The multi-medium data determining module to be played, for working as according to preset strategy, in identified multi-medium data Determine multi-medium data to be played；

The preset strategy includes at least one of：

Select the most multi-medium data of history broadcasting time；

Selection plays the most multi-medium data of barrage quantity；

Select the multi-medium data being once played；

15. device according to claim 10, it is characterised in that

The multi-medium data determining module to be played, for according to preset strategy, more corresponding to the multi-medium data Media data is concentrated, and determines multi-medium data to be played；

The preset strategy includes at least one of：

Selection stores date earliest multi-medium data；

The multi-medium data of selection storage date the latest；

Select the multi-medium data not being played.

16. device according to claim 10, it is characterised in that

The play position determining module, for by the phonetic feature of the multi-medium data to be played and the voice messaging Matching；

17. device according to claim 16, it is characterised in that

The play position determining module, for by the multimedia to be played corresponding with the voice messaging starting position Data Position is defined as play position；

The play position determining module, for being defined as the starting position of the multi-medium data to be played to play position Put.

18. device according to claim 16, it is characterised in that

The play position determining module, for by the multimedia to be played corresponding with the voice messaging end position Data Position is defined as play position；

The play position determining module, for by the position pair of the latter unit distance with the voice messaging end position The multimedia data location to be played answered is defined as play position.
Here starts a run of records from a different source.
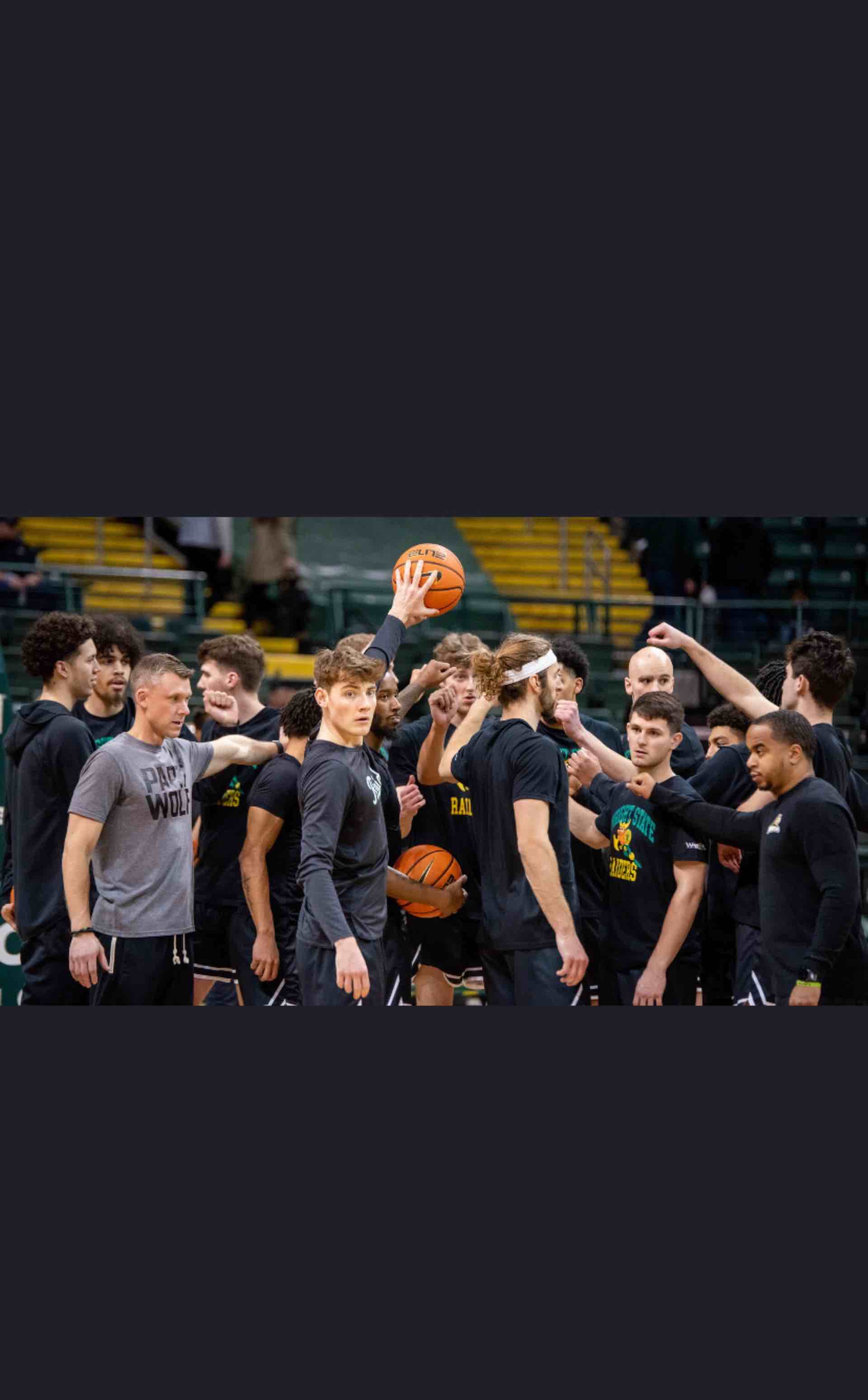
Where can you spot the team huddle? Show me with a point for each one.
(289, 853)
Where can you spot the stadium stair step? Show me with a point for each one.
(521, 556)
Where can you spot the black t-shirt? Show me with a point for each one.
(590, 866)
(506, 764)
(276, 792)
(686, 759)
(345, 848)
(832, 761)
(225, 812)
(642, 880)
(810, 877)
(724, 780)
(447, 818)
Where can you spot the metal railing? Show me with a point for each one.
(65, 576)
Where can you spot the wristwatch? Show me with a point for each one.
(808, 978)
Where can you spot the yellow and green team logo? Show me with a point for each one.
(623, 864)
(233, 794)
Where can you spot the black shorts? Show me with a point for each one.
(401, 959)
(223, 945)
(320, 986)
(528, 978)
(45, 962)
(618, 987)
(212, 941)
(145, 972)
(754, 981)
(283, 990)
(589, 934)
(451, 945)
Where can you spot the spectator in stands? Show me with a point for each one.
(206, 544)
(271, 559)
(20, 588)
(740, 563)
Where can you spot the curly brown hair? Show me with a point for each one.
(826, 663)
(514, 653)
(237, 651)
(55, 637)
(114, 631)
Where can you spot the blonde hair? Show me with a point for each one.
(458, 649)
(514, 653)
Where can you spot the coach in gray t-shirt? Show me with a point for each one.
(131, 815)
(141, 794)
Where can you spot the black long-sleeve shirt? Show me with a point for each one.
(808, 875)
(345, 848)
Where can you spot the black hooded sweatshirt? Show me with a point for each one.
(45, 751)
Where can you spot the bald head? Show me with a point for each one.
(650, 669)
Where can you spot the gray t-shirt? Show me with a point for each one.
(143, 861)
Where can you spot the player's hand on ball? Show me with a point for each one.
(454, 898)
(410, 594)
(566, 713)
(223, 707)
(667, 636)
(642, 786)
(412, 801)
(650, 989)
(433, 674)
(86, 955)
(443, 705)
(575, 957)
(731, 857)
(265, 959)
(583, 766)
(350, 969)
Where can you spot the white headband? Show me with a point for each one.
(531, 669)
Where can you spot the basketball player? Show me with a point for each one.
(650, 671)
(726, 782)
(590, 866)
(423, 678)
(657, 874)
(344, 838)
(448, 949)
(820, 671)
(530, 949)
(223, 945)
(108, 710)
(271, 853)
(401, 806)
(810, 881)
(45, 751)
(131, 815)
(727, 726)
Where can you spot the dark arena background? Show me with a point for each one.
(742, 587)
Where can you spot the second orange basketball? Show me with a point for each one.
(448, 574)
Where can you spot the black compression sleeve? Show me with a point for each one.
(388, 640)
(741, 829)
(829, 850)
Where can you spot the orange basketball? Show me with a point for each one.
(429, 866)
(448, 574)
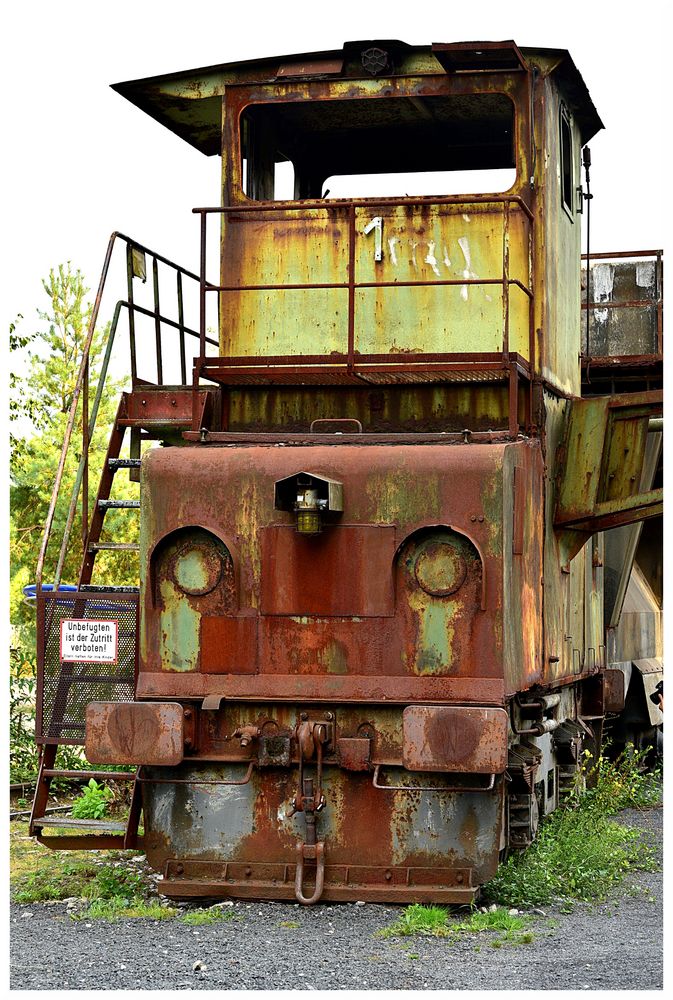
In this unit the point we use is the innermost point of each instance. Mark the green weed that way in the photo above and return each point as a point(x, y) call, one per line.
point(93, 802)
point(112, 882)
point(417, 919)
point(119, 907)
point(213, 915)
point(581, 853)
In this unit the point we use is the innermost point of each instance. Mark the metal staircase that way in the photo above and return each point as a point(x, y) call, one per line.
point(149, 412)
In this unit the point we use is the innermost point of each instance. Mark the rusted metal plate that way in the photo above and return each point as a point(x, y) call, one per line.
point(343, 883)
point(314, 67)
point(346, 570)
point(134, 733)
point(652, 671)
point(613, 690)
point(602, 460)
point(453, 738)
point(365, 609)
point(229, 645)
point(354, 753)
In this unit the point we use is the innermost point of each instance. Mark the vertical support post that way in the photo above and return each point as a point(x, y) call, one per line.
point(85, 456)
point(202, 291)
point(513, 400)
point(505, 280)
point(659, 291)
point(157, 320)
point(351, 287)
point(132, 315)
point(181, 326)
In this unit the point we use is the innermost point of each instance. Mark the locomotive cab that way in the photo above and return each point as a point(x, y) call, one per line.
point(370, 619)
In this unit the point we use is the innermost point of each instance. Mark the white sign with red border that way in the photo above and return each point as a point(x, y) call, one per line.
point(88, 641)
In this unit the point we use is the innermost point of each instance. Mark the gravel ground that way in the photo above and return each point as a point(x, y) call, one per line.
point(615, 945)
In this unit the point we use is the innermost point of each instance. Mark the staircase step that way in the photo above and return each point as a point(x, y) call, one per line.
point(123, 463)
point(119, 504)
point(114, 547)
point(82, 824)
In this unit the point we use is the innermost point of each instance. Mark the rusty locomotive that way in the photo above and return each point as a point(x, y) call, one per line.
point(398, 549)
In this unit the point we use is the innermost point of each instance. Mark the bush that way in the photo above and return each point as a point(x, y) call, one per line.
point(580, 853)
point(93, 802)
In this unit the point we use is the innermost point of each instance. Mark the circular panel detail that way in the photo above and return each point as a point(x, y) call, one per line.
point(440, 569)
point(197, 569)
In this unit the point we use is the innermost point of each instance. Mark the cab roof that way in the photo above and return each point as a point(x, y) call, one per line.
point(189, 102)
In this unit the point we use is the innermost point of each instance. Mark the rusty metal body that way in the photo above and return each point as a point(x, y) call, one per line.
point(370, 637)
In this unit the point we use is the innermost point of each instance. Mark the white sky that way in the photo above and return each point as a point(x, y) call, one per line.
point(80, 161)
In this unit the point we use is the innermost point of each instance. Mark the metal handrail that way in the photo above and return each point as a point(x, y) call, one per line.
point(657, 302)
point(506, 201)
point(81, 390)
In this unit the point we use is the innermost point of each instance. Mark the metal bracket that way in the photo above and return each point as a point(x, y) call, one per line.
point(377, 225)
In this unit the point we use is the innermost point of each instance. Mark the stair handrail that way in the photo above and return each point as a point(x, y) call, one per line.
point(88, 424)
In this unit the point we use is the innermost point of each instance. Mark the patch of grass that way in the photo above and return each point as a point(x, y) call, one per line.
point(434, 921)
point(417, 919)
point(212, 915)
point(492, 920)
point(581, 853)
point(38, 873)
point(118, 908)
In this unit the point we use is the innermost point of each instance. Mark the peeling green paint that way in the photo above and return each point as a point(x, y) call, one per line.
point(396, 496)
point(179, 627)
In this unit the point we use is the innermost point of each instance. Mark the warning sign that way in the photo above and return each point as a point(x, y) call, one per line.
point(88, 641)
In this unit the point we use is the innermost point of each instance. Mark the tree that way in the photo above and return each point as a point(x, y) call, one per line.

19. a kind of apparatus for processing multimedia data, it is characterised in that the apparatus for processing multimedia data includes：

Monitor voice messaging；

In the multi-medium data to be played, play position is determined；

The multi-medium data to be played is played based on the play position.

20. a kind of computer-readable recording medium, is stored thereon with computer program, it is characterised in that the computer program quilt Computing device：

Monitor voice messaging；

In the multi-medium data to be played, play position is determined；

The multi-medium data to be played is played based on the play position.